According to the authors, how to deal with disaffection and protracted transitioning has increasingly been answered by calls for mentoring. This strategy, although no widely agreed upon definition exists, is distinguished by its effort to provide role models ‘who offer advice and guidance in a way that will empower both parties’ to marginalized young people (p.1). To evaluate the effectiveness of mentoring, the authors focused their attention on 10 projects run by the charity ‘Crime Concern,’ collectively known as ‘Mentoring Plus’. Designed to ease transition into adulthood or back into education and training programmes, Mentoring Plus boasts a two pronged attack on ‘disaffection’ involving; a mentoring component and ‘a significant education element’ (the ‘plus’) (p. 117). Nevertheless, as the authors contend, providing opportunities for change is unlikely to be enough to condition it. Programmes, such as Mentoring Plus, talk of positively altering the course of troubling/troubled youth without at the same time suggesting how (re)integration is to be actualized. Rather, the implicit assumption underlying Mentoring Plus holds that via education youth will be (re)connected to education and work from which other positive outcomes (i.e. reduced offending) will accrue (p.171).

This book must be read as a cautionary tale about implementing perceived ‘silver bullets’ or a panacea willy nilly. The authors make the point that before their study there was no ‘solid foundation in the UK for any of the claims made on behalf of mentoring’ (p.55). Nevertheless, the absence of empirical support did not hamper its expansion. Without rigorous and systematic investigations, Newburn and Shiner warn, mentoring will almost certainly fall wholly out favour. Perhaps more important, without evidence to suggest otherwise it is impossible to know for certain whether the programme is doing more harm than good, doing harm under the guise of doing good – a familiar story indeed.

The authors’ account leaves many questions about the role of mentoring in the rapidly unfolding neoliberal world unanswered. This was not part of their project, but emerges from a careful reading of it. Newburn and Shiner write that ‘simply providing opportunities for change is unlikely to be sufficient. Multi-modal interventions which recognize the variety of problems that individuals face have been found to be particularly effective’ (p.140). In light of this evidence it is important to question to what extent mentoring programmes, which suggest they are dealing with ‘disaffection’, mask and allow systemic structures (racism, classism, ageism, heterosexism, & etc.) to continue – to grow? – even as the state appears to be taking social problems seriously? Individually tailored programming go only a short way toward untangling the aporetics which feed the neoliberal machine, which are, in the same instance, quite efficient at integrating and/or (r)ejecting alterity.
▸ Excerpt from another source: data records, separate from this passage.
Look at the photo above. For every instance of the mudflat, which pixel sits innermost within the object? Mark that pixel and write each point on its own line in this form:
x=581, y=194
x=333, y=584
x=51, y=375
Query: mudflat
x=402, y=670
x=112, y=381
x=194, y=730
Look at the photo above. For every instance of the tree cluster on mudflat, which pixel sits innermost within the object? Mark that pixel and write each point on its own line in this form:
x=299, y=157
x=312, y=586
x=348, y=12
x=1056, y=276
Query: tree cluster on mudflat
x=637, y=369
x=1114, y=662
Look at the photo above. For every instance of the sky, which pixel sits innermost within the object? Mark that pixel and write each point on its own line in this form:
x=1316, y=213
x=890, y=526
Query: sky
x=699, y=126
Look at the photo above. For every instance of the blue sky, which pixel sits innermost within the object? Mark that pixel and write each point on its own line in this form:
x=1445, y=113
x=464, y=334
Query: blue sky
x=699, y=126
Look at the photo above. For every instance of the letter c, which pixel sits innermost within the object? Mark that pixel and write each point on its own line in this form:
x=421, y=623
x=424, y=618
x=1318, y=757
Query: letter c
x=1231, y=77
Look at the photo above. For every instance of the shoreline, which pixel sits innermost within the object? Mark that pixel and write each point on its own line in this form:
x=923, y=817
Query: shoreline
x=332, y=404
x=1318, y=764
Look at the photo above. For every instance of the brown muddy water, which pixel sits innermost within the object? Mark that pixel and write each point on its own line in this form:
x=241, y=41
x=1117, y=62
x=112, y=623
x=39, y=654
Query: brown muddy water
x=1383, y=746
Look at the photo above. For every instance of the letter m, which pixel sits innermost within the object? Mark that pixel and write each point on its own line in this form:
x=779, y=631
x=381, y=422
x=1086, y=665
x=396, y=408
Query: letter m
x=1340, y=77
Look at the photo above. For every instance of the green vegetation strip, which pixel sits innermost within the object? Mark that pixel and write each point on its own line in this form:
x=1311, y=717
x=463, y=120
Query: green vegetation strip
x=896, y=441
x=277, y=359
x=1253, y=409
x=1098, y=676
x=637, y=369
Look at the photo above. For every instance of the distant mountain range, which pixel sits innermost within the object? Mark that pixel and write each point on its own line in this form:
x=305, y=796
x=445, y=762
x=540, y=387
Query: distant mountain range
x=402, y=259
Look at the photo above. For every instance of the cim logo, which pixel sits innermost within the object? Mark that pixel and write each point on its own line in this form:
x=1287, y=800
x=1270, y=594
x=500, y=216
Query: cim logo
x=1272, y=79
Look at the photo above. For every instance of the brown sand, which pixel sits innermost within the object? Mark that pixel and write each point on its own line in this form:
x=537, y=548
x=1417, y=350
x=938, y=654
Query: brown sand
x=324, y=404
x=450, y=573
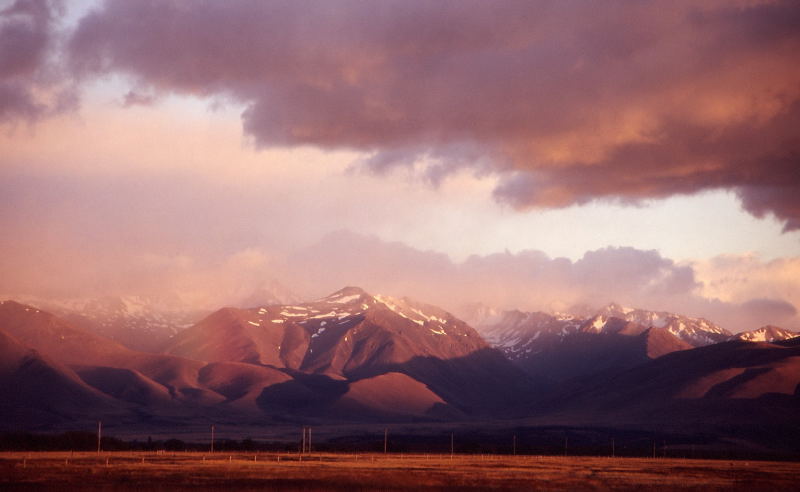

Newburn and Shiner argue they are ‘interested in young people’s perceptions of participating in a mentoring programme’ (p.57). While evidence of youthful voices is sprinkled throughout the narrative, greater integration of this ensemble extracted via their in-depth interviews would have contributed notably to the book. As it stands, much of this pithy detail is constrained/contained in ‘case studies’ fixed in boxes which, as such, are separated from the main text using black lines which seem to suggest these are inconsequential and tangential to the authors’ task. But this is not surprising given the ideological positioning of youth within/out Western society. Indeed, youth often insist on being heard, but as a result of cultural conventions their voices are often negated by adult ‘listeners.’ Much can be gained from youth mentoring youth. In Edmonton, for example, two highly innovative social justice programmes boasting a mentoring component have been conceived, implemented and are being administered (almost) entirely by young people (YRAP and the fledgling Youth Drug Treatment Court). I am not suggesting that Newburn and Shiner entirely discredit or silence youthful voices, only that youth voices should have been more fully integrated into their narrative and adolescent otherness more widely acknowledged, welcomed and respected within Western society.

This is an important work, one whose dual focus (programme and evaluation) will no doubt resonate with practitioners and Criminologists alike.